Last indexed: 7 May 2026 (2e12c1)

Inference Service (Experimental)

The Inference Service is an experimental, microservice-based architecture designed to decouple LLM inference from the training loop. Unlike the standard InferenceEngine which runs within the same process or via direct RPC, this architecture provides a scalable, OpenAI-compatible serving stack including request routing, session management, and automated weight synchronization. It is specifically designed for complex agentic RL scenarios where multiple agents or external runtimes interact with a shared model pool.

Architecture Overview

The system is composed of four primary microservices that interact to provide a robust inference endpoint for agents and rollouts.

Core Components

Gateway: The entry point for all external traffic. It provides an OpenAI-compatible API, handles authentication, and forwards requests to the Router. areal/experimental/inference_service/gateway/app.py3-7
Router: Manages a pool of Data Proxy workers. It performs health checks, handles session pinning, and implements routing strategies to distribute load across available inference backends. areal/experimental/inference_service/router/app.py3-12
Data Proxy: A stateful proxy that sits in front of a raw inference backend. It manages RL-specific state, including conversation sessions via SessionStore, reward tracking, and weight versioning. areal/experimental/inference_service/data_proxy/app.py21-30
Inference Backend: The underlying high-performance engine (e.g., SGLang or vLLM) that performs the actual token generation. areal/experimental/inference_service/inf_bridge.py3-8
RTensor Storage: A specialized storage layer within the Data Proxy (via data_bp) for handling large tensor shards (e.g., logprobs or hidden states) over HTTP. areal/infra/rpc/guard/data_blueprint.py1-15

System Topology Diagram

The following diagram illustrates the flow from a client request through the microservice stack to the GPU-accelerated backend.

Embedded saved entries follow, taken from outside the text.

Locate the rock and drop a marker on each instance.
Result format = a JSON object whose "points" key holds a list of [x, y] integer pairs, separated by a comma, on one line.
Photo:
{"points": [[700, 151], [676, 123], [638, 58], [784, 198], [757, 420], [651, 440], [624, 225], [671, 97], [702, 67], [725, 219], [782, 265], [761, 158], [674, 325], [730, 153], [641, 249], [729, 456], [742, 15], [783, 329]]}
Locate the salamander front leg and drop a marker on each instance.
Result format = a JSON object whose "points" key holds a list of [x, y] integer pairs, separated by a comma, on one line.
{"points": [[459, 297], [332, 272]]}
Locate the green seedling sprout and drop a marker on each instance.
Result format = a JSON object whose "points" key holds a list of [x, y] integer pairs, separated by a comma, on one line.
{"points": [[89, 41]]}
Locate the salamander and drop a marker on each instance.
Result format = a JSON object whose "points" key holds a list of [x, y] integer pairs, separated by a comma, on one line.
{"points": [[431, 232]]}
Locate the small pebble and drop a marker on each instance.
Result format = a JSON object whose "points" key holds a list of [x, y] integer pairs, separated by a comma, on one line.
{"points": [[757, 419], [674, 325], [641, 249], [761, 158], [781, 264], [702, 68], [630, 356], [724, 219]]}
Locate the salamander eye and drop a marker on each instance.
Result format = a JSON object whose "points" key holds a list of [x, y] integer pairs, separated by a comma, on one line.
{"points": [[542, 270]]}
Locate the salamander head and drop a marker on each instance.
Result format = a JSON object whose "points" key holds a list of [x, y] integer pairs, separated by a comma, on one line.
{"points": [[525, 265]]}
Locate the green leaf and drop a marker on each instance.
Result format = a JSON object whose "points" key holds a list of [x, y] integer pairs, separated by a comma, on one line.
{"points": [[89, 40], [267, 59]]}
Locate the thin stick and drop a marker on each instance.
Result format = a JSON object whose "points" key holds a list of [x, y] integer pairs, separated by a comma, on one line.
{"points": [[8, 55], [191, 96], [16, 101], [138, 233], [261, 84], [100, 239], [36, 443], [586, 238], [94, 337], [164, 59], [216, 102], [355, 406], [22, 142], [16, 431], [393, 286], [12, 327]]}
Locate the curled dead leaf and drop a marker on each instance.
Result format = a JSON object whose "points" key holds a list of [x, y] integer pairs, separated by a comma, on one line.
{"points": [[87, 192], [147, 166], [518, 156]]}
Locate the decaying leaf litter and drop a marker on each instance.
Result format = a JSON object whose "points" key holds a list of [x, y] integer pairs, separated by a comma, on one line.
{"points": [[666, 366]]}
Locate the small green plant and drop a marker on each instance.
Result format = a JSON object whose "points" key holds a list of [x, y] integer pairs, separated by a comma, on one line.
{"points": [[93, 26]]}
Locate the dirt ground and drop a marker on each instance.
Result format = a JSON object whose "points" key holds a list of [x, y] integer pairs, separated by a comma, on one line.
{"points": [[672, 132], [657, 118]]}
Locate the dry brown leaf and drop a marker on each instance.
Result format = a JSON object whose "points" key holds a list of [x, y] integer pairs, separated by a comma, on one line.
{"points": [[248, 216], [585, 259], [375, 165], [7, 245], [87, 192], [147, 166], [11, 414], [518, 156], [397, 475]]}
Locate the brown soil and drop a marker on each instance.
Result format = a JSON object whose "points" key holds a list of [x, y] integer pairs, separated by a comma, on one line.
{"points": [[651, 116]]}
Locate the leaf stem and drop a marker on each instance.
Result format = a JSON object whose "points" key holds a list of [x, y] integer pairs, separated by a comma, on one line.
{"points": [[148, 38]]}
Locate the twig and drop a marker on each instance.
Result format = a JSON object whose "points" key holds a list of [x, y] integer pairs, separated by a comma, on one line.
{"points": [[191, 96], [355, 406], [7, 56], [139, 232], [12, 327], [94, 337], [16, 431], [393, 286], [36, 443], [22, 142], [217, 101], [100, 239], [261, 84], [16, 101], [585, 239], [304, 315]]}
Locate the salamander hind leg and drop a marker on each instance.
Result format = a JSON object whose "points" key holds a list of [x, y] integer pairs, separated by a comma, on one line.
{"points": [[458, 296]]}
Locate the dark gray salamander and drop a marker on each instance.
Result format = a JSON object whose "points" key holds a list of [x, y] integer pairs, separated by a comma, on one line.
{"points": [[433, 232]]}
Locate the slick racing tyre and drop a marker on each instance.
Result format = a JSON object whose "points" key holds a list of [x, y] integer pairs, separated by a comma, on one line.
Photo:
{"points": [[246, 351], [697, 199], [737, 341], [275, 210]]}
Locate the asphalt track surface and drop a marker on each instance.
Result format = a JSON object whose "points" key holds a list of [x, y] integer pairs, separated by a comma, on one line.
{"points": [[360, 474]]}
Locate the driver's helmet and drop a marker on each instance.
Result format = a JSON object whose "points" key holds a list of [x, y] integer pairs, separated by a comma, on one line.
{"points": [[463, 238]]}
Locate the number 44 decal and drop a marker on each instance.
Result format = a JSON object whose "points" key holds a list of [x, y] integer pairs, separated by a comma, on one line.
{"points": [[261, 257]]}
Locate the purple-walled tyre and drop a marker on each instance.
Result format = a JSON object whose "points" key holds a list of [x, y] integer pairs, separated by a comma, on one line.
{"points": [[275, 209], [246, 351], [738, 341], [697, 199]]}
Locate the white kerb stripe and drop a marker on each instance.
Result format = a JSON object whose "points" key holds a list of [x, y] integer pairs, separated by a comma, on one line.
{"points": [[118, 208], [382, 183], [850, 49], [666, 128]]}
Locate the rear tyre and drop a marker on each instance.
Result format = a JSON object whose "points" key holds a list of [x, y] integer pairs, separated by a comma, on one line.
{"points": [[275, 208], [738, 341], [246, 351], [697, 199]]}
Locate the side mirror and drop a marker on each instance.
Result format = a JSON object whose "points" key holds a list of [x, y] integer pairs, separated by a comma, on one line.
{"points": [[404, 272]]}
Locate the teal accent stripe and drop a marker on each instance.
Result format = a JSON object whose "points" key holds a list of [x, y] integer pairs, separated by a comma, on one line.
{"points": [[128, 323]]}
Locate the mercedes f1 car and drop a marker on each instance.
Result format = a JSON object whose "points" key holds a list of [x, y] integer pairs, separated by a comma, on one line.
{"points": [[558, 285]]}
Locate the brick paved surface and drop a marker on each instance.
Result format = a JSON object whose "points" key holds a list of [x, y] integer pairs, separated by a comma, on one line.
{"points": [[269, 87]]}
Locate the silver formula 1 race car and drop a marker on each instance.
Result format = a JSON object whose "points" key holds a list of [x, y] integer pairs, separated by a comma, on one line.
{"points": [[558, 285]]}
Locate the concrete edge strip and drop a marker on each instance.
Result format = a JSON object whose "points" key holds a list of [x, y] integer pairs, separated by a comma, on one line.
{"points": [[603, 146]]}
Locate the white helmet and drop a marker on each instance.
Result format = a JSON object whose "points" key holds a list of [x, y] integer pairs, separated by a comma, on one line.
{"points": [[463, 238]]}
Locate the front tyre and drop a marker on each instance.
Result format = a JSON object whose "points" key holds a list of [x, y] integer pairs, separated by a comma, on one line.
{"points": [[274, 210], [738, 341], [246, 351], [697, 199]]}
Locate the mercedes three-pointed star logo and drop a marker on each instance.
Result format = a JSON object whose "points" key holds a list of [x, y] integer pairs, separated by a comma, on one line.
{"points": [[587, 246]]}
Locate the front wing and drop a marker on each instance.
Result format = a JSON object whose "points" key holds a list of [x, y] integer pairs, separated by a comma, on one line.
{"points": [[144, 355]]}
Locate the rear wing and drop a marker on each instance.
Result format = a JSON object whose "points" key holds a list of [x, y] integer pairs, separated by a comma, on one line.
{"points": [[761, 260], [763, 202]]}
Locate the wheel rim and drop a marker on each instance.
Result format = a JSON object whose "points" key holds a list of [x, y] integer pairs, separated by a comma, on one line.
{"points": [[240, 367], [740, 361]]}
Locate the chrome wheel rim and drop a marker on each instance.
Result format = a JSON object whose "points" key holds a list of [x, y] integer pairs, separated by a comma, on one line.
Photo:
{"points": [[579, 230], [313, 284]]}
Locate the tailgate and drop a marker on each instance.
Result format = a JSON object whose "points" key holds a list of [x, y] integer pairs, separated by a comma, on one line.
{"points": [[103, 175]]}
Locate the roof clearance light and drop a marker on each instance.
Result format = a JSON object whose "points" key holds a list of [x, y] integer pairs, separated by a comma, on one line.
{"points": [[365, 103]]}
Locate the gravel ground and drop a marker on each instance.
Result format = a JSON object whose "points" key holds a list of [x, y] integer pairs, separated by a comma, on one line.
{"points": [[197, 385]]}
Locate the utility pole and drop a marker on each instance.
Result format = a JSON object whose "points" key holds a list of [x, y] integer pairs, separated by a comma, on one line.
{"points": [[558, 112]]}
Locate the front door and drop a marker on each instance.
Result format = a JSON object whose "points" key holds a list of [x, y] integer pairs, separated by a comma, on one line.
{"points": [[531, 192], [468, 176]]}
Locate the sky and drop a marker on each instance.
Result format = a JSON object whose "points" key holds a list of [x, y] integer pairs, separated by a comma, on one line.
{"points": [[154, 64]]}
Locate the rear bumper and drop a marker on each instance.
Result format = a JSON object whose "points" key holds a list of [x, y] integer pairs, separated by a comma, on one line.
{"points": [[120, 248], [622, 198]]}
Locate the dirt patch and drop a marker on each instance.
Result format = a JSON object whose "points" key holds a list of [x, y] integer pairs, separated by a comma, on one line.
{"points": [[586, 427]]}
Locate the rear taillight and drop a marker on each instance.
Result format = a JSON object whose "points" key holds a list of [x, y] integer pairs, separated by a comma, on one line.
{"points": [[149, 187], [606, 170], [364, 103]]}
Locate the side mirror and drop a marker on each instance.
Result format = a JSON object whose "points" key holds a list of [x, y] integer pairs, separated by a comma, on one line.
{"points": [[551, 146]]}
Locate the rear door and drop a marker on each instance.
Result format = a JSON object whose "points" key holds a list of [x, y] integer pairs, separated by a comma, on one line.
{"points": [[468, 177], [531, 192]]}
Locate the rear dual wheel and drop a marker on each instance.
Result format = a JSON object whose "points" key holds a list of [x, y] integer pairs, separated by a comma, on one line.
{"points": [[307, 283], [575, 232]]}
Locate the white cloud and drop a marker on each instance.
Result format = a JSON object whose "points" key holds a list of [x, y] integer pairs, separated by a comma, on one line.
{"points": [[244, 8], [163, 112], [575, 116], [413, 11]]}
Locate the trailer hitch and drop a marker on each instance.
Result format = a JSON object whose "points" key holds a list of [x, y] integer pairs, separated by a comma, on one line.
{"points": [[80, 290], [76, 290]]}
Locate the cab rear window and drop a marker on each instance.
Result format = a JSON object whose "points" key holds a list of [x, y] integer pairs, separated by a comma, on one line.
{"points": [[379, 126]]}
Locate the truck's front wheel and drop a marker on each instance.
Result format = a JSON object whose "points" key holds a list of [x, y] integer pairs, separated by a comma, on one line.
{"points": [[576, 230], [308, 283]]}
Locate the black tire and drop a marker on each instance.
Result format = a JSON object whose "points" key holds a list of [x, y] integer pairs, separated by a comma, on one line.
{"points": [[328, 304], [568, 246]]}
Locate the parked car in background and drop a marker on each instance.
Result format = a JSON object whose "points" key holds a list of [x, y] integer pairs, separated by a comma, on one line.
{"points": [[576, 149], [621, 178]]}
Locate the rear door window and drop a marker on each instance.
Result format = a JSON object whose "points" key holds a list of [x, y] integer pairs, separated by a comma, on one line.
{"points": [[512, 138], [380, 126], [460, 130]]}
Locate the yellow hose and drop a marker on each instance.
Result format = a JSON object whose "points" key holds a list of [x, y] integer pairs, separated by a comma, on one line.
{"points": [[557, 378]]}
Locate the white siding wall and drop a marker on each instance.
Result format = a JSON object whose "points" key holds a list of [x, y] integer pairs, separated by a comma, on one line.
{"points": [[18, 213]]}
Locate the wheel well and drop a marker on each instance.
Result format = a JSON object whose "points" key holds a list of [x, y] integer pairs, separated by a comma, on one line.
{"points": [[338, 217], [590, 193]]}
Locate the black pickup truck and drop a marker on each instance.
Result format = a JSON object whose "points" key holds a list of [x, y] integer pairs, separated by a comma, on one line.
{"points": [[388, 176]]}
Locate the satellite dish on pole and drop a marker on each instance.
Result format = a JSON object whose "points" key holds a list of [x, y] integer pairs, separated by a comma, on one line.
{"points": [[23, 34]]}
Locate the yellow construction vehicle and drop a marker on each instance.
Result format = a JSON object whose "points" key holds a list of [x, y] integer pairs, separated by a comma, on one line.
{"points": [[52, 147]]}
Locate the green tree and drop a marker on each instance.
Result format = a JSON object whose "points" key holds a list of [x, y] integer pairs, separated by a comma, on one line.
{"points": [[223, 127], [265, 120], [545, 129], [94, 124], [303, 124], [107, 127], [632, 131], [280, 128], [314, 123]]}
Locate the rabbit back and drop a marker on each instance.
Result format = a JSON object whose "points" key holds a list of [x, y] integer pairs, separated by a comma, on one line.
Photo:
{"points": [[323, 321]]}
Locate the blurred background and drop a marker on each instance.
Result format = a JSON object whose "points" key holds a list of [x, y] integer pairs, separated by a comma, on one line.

Figure 1: Inference Service Microservice Stack

Sources: areal/experimental/inference_service/gateway/app.py124-175 areal/experimental/inference_service/inf_bridge.py32-59 areal/experimental/inference_service/controller/controller.py64-77 areal/experimental/inference_service/gateway/streaming.py46-56

RolloutControllerV2

The RolloutControllerV2 is the orchestrator responsible for the lifecycle of the entire stack. It is designed to be duck-type compatible with the standard RolloutController, allowing it to be swapped into existing training workflows without changing the trainer logic. areal/experimental/inference_service/controller/controller.py64-77

Lifecycle Management

Initialization: When initialize() is called, the controller starts an online callback server and performs an asynchronous initialization to launch service workers via the Scheduler. areal/experimental/inference_service/controller/controller.py189-201
Service Forking: Services are forked using a "raw_cmd" mode through the RPCGuard (a lightweight process manager) to ensure they run as independent OS processes. areal/experimental/inference_service/controller/controller.py167-169
Registration: The controller registers the inference model and data proxies in the router to enable traffic flow. areal/experimental/inference_service/controller/controller.py137-138

Code Entity Mapping

The following diagram maps the logical controller operations to the specific code entities and process management mechanisms.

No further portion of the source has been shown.